[Swift-devel] runaway jobs

Sat Feb 7 05:22:54 CST 2009

On Fri, 6 Feb 2009, Mihael Hategan wrote:

> I committed a bunch of stuff to deal with that. The idea is to kill a
> job if it's over 2*walltime and allow swift to re-schedule it.

I think this will interact poorly with clustering, due to the very 
inaccurate times at which clustered jobs go into Active and Completed 
states. Many clustered jobs will exceed their wall time in large clusters 
(for example, clusters that contain more than 2 jobs and where the 
maxwalltime is a tight bound).

A job with walltime w and actual runtime (w-e) is clustered with 3 similar 
tasks, giving a cluster that will run with actual time 4w-e ~= 4w; so then 
all four of the clustered jobs will be presented to the replication 
manager layer as running for walltime 4w (> 2w).

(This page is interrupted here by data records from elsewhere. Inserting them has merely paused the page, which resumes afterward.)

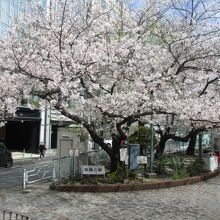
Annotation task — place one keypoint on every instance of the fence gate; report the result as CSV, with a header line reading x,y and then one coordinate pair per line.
x,y
38,173
11,177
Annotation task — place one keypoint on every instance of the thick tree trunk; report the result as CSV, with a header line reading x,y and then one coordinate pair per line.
x,y
192,143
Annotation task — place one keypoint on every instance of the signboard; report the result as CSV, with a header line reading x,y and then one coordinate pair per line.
x,y
92,170
141,159
124,155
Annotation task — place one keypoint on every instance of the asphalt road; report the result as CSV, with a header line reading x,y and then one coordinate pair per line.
x,y
191,202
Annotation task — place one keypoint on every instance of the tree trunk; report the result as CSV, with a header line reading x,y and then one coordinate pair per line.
x,y
115,156
192,143
161,147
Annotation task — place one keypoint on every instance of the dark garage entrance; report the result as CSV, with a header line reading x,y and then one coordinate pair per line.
x,y
23,131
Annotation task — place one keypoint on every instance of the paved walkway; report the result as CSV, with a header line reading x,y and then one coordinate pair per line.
x,y
199,201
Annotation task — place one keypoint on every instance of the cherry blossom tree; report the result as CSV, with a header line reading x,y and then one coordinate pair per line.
x,y
111,67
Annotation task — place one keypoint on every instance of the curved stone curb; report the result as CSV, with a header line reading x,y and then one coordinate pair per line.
x,y
134,186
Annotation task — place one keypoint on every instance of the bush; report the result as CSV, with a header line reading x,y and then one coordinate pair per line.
x,y
179,170
116,176
160,165
181,174
196,168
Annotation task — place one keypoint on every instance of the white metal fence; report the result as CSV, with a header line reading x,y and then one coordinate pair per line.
x,y
39,173
71,166
7,214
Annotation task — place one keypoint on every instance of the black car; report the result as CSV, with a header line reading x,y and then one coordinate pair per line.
x,y
5,156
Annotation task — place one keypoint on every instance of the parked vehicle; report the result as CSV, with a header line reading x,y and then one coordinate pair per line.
x,y
5,156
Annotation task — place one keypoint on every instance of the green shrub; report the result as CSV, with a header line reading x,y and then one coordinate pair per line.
x,y
160,165
181,174
116,176
196,168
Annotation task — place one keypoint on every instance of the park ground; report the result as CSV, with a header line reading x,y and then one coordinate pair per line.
x,y
198,201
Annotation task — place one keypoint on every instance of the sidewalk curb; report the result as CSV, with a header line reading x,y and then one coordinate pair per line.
x,y
134,186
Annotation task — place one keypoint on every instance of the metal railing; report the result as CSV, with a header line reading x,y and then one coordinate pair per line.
x,y
8,214
65,167
37,174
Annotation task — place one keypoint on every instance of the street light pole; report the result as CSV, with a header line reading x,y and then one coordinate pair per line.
x,y
152,137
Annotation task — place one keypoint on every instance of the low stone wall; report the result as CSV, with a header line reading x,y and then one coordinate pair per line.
x,y
134,186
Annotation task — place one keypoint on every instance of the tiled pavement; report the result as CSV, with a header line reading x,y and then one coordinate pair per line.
x,y
199,201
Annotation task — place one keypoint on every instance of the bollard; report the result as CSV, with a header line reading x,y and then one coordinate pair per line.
x,y
24,178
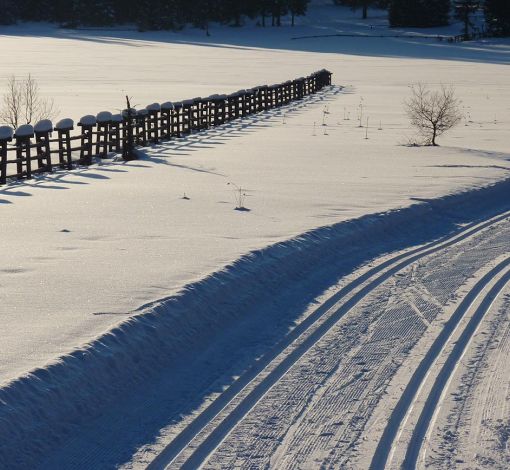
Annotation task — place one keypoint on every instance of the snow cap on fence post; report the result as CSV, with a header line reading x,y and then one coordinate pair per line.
x,y
104,117
6,133
44,126
129,112
88,121
26,130
66,124
154,108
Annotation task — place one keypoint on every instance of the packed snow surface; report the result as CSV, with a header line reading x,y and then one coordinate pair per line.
x,y
82,250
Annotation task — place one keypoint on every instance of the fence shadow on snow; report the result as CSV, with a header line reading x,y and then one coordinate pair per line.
x,y
33,149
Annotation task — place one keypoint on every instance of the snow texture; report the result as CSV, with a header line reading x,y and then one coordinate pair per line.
x,y
65,124
6,133
26,130
93,377
44,126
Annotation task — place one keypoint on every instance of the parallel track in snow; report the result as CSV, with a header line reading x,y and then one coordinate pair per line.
x,y
195,443
389,440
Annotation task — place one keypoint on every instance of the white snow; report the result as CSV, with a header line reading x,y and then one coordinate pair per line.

As to actually what happens when you try to cancel a clustered task at the 
moment, I'm unsure - perhaps it does nothing causing the runaway job to 
happen to have no adverse effects.

It should be relatively straightforward to disable this mechanism when 
clustering is enabled; so that you can use either this or clusters but not 
both.

But this and replication would be nice to use with clustering.

For that to happen, perhaps there needs to be some better communication 
between the clustering code and the replication code. For example, it 
could be that clusters are subject to walltime control, with walltime 
control on clustered jobs suppressed; and likewise for replication.

The replication stuff works mostly at the karajan Task level so that might 
not be an excessively arduous task.

--